Monday, February 28, 2011

GoodReads Review: Sisters In Fantasy

Sisters in FantasySisters in Fantasy by Martin H. Greenberg

My rating: 1 of 5 stars

This collection of stories features the work of female authors from a female worldview - not limited to female narrators - sharing stories they felt they needed to write. It's an interesting concept, and perhaps even mildly successful as a thought experiment, but as a whole, it fails, with individual stories coming off uneven, oblique and puzzling, often with marginalized conflict.

Maybe it was the sense from the introduction that the stories should be Important (all irony intended), and the fact that the editor felt the need to discuss the merits of each story. Now, I admit I'm biased in that this style of introduction is a huge pet peeve of mine. Either the story lives up to its description, thereby thwacking the reader over the head with it twice (once in the intro, once in the reading), or the story doesn't live up to its description, which comes off feeling like the editor is trying to force you to read it "right." So ... by this point, I may have been slightly inclined to be overcritical of the thematic content of the stories.

There were some good moments throughout the anthology, concepts I liked or characters that entertained, but (with the exception of the final offering) no single story was without significant flaw in clarity, pace or other areas. My second favorite story was Lisa Goldstein's "A Game of Cards," with an intriguing invented country in our real world, and even that seemed as if it rushed into the ending. In most stories, it was hard to figure out what was going on or they ended abruptly.
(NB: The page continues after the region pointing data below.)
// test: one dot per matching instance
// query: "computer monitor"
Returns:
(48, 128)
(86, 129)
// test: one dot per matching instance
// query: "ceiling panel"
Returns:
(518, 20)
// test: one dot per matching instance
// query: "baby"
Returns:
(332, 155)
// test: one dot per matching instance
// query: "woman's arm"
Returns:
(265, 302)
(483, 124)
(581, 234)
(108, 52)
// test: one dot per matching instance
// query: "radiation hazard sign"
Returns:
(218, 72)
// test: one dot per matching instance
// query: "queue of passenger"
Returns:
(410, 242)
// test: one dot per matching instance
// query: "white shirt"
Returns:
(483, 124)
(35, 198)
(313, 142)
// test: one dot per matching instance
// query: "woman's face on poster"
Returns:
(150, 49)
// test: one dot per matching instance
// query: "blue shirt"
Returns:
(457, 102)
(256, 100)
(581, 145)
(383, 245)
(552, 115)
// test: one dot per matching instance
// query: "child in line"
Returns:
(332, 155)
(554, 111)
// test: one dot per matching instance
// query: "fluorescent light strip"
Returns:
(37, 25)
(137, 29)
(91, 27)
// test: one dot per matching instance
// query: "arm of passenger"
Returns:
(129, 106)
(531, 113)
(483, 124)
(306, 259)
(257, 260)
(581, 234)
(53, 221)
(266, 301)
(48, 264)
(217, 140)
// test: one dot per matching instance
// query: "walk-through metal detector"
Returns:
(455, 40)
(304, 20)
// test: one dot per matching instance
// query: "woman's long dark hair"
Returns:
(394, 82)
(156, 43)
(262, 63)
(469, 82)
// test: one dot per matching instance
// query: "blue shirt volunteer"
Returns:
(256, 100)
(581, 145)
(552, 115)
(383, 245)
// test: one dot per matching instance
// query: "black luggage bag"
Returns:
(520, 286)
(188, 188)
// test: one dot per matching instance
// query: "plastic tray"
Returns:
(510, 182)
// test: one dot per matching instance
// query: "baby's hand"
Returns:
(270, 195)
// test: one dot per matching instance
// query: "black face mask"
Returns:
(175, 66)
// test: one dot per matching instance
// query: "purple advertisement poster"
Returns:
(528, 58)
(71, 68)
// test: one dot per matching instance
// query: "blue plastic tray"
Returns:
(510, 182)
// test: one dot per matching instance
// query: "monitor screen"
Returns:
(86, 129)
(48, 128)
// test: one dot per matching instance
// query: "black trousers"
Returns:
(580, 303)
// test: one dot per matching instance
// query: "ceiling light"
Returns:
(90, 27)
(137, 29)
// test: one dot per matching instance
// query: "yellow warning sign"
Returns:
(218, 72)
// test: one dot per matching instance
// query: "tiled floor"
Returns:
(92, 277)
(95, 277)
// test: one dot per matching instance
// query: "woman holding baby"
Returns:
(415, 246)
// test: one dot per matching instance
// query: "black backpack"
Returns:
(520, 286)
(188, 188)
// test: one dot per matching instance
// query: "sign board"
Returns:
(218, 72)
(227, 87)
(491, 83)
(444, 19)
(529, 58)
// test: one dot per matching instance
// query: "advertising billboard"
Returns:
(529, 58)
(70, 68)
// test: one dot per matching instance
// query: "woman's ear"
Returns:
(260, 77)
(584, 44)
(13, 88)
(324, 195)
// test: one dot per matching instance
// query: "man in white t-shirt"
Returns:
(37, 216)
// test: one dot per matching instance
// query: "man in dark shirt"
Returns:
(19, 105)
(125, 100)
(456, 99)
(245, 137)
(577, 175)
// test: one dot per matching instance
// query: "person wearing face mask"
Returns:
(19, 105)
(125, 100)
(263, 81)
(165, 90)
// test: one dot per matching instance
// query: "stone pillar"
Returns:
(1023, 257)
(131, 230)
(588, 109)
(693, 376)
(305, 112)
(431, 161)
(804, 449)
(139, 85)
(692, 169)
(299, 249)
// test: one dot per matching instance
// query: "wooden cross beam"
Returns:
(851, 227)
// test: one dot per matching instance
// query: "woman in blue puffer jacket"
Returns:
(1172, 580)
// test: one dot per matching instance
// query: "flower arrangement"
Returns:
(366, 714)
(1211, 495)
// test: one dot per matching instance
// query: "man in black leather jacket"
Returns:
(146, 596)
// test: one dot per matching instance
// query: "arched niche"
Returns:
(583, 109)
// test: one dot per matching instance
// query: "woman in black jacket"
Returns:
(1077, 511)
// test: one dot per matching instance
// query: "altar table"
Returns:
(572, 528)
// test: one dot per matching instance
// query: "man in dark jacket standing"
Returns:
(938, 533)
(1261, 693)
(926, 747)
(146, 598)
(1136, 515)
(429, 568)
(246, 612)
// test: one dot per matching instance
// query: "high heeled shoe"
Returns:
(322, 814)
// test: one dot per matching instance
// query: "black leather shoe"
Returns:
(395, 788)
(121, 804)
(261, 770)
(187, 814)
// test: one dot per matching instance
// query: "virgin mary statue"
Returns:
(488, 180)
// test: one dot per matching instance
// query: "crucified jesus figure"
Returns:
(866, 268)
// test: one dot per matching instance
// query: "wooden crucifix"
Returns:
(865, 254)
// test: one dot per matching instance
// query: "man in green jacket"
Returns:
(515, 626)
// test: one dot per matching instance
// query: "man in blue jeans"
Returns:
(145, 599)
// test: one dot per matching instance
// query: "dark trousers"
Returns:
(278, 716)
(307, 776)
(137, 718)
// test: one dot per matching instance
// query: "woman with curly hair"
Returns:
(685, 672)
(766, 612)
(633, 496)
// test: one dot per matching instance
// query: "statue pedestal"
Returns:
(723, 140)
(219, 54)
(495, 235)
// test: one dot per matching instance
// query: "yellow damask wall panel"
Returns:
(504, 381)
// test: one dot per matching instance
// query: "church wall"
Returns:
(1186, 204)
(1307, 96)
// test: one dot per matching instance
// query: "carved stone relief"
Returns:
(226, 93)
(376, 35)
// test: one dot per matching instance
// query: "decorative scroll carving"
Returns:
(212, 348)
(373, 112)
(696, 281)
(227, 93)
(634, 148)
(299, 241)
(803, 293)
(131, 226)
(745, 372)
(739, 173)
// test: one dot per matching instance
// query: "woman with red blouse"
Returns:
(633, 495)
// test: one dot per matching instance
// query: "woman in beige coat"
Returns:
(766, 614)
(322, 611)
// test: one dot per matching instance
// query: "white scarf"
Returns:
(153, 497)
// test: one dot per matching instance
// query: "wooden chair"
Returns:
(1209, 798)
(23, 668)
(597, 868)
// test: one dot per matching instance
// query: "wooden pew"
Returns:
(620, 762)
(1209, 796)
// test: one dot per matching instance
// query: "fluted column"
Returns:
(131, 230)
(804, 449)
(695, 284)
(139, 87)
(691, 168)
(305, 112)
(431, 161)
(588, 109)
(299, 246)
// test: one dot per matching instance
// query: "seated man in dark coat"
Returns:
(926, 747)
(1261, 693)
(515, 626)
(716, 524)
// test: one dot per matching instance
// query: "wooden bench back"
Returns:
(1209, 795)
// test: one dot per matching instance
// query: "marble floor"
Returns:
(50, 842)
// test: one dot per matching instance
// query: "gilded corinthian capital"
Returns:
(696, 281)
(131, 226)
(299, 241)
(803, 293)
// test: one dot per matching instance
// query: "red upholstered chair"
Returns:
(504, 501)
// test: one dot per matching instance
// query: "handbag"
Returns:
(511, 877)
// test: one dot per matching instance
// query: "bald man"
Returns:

I read a lot of anthologies, and for me, the flow of an anthology is important - how it carries from one story to the next. Sisters In Fantasy was poor in this respect, as well, with the contemporary / real-world stories clumped together in the middle. I would have said the opening story was a poor introduction, but I wasn't really that impressed by almost all of them.

For me, the standout of this anthology is Katherine Kerr's "The Bargain," a lyrical story vaguely reminiscent of the Mabinogion. (Yes, yes, I know - high-falutin' invocation of mythology here. But that really is what it made me think of!) The rest, I'm afraid I could take or leave ... and that's a shame, because I like and admire many of these authors. To the question posed in the introduction, "Do we need another book like this?" my answer must be a slightly regretful, "No."